Probabilmente, non sono la persona più adatta a rispondere ad una domanda del genere. Padiglione 22 è un finanziamento del Ministero, quindi quanto di più interno al sistema si possa immaginare. Ma viste le sue non facili vicissitudini produttive, il finanziamento è stato prima bloccato poi decurtato del 50%, quello che, secondo me, ha fatto la differenza e l’amore e l’attenzione che Arturo e Isabella e tutta la Paco hanno messo nella cura del film. Del resto sono loro stessi a dire che sono produttori per passione, nel tentativo di fare dei bei film e non perché qualcuno glielo abbia ordinato o imposto. Tempo fa, qualcuno mi ha chiesto come mi sono trovato con i produttori, beh penso che le parole che meglio di altre rendano il concetto siano: protetto e coccolato. Sono certo che senza di loro Padiglione 22 non sarebbe stato un film diverso, ma semplicemente non sarebbe stato.

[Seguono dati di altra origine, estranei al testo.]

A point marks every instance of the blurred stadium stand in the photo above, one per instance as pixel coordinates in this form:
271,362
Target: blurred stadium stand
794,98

Come giudichi il recente taglio di bilancio decretato dal governo nei confronti del F.U.S., e secondo te quali provvedimenti andrebbero adottati per migliorare la situazione dell’odierna industria cinematografica?

Trovo che un paese in cui la cultura tutta, non solo il cinema, viene trattata come è successo in Italia negli ultimi anni sia un paese barbaro e sull’orlo del collasso, morale e sociale.

Cosa pensi che manchi al cinema italiano per tornare ad essere pienamente un’ “industria” capace di riportare il pubblico in sala?

Non so se il cinema italiano sia mai stato un’industria nel senso americano del termine. Penso di no, e questa è stata la nostra forza nel passato. E forse il nostro problema maggiore oggi. Trovo inoltre sbagliato inseguire modelli di paesi tanto diversi da noi, sia culturalmente sia come potere di mercato. Quello che mi auguro e che sono certo farebbe la differenza è una maggiore attenzione nei confronti del prodotto filmico italiano da parte di chi lo realizza produttivamente e autorialmente. L’unica strada percorribile per riportare il pubblico in sala è fare dei buoni film qualunque cosa significhi e in qualunque modo si faccia. Certo è che se poi gli esercenti, che sono imprenditori e quindi le loro scelte di programmazione insindacabili, ad un bel film italiano preferiscono una qualunque porcheria di oltre oceano, allora forse non c’è soluzione...

Stai già preparando un altro film? Puoi parlarci del tuo nuovo progetto?

Ho iniziato a scrivere una nuova sceneggiatura. Si tratta di un progetto molto ambizioso, forse troppo: un film di guerra ambientato durante un conflitto non meglio identificato nel quale il protagonista si scontra con la sua perdita dell’innocenza e la scoperta dell’orrore dell’uomo. In un epoca in cui giornalmente rimaniamo più o meno inerti di fronte alle notizie giornaliere di morte e violenza, mi sembra che una storia del genere vada raccontata. Anche se non è mai accaduta. O se l’hai già sentita. Perché quando non esiste più nessuna frontiera, nessuno scopo perdi il controllo, l’equilibrio. E cadi. Nel caos. Ma la storia è ancora a livello embrionale, sento ancora di non essermi liberato del tutto di Padiglione 22, e forse solo quando camminerà con le sue gambe allora potrò rivolgere l’attenzione ad altro.